On my way to the bookshop.... Palazzo Franchetti & Palazzo Loredan

When I cross the Accademia Bridge heading towards the bookshop, I hardly notice them. This is the main problem of us Venetians - we hardly realize the beauty we are surrounded by. But I suppose this is part of living in a city where every single stone has a history and, most of the times, a very long and famous one.

Palazzo Franchetti and the Grand Canal
From the very top of the Accademia Bridge you can spot it in all its spledour. Palazzo Franchetti faces the Grand Canal with an imposing air of superiority and stillness, as if Time had stopped to keep up the fantasies of tourists and Venetians.
In these days the palace is one of the two main venues of Istituto Veneto di Scienze, Lettere e Arti (a.k.a Regio Istituto Veneto di Scienze, Lettere ed Arti when there was the monarchy - not by chance, in their palazzos, you can find many statues dedicated to the former sovereigns of Italy).


Palazzo Loredan on the Campo Santo Stefano
The Istituto Veneto is one of the few Italian institutions - along with the (Regia) Società Geografica Italiana, - which is comparable, in terms of size and prestige, to similar scholarly associations in the UK. The Royal Geographical Society is just an example.
It takes an interest, since Austrian times, in Science, Literature and Art and it organizes many intriguing lectures and activities.
Its central office is Palazzo Loredan, another of those wonderful Venetian palaces which has, though, its own peculiarity - it develops in length and not in height...


Yet coming back to Palazzo Franchetti... Did you know that in Austrian times it used to be the official residence of the Governor of Lombardo-Veneto? And if you take a look at its grandiosity, you immediately realize that it is not comparable to Venetian standards.The palace itself is a fake, actually, having been restored by the Austrians in a neo-gothic style during their presence in Venice.

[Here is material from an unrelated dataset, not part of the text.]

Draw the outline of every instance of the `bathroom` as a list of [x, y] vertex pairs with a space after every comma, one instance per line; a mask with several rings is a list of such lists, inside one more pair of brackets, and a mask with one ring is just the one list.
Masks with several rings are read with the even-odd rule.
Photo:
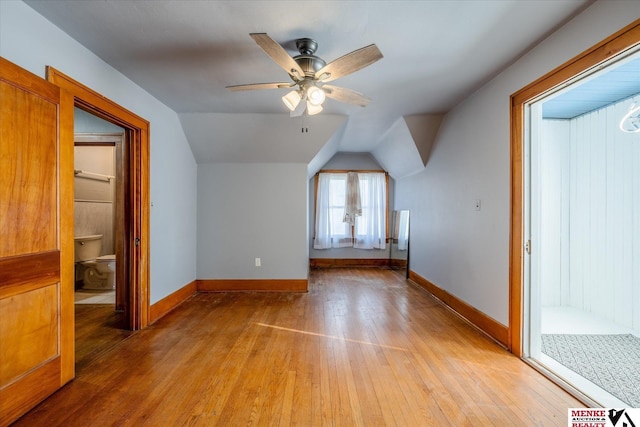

When the Austrians left the Serenissima, baron Moisè Franchetti, a very influential Jewish banker who had been instrumental in the agriculture revival of Emilia Romagna (and for this effort had been ennobled by King Victor Emmanuel II), bought the Palazzo and went to live there with his family. You can still spot his stone-carved monogram, here and there, on a staircase or possibly above a window.
To this family belonged also Raimondo Nanuk Franchetti, one of Ernest Hemingway's best friends. They would go goose hunting in Nanuk's estate in Friuli and then back to Venice, to have a Venetian dinner at Harry's Bar.
Raimondo Franchetti, the father of Nanuk, was one of the greatest Italian explorers. He contributed to mapping the region called Doncalia in the Great Rift Valley, in those days belonging to Italy. He was one of those Europeans in love with Africa - one could but mention Finch-Hatton, Stanley and Livingstone, the Italian Cornoldi, Savorgnan di Brazzà and many others.
Funny thing, he christened all his children with exotic names: Lauretana who was known in family circles as Simba ('lion' in swahili), Lorian, Afdera (a volcano in Doncalia) and Nanuk (the name of the White Bear, an Inuit god of the North).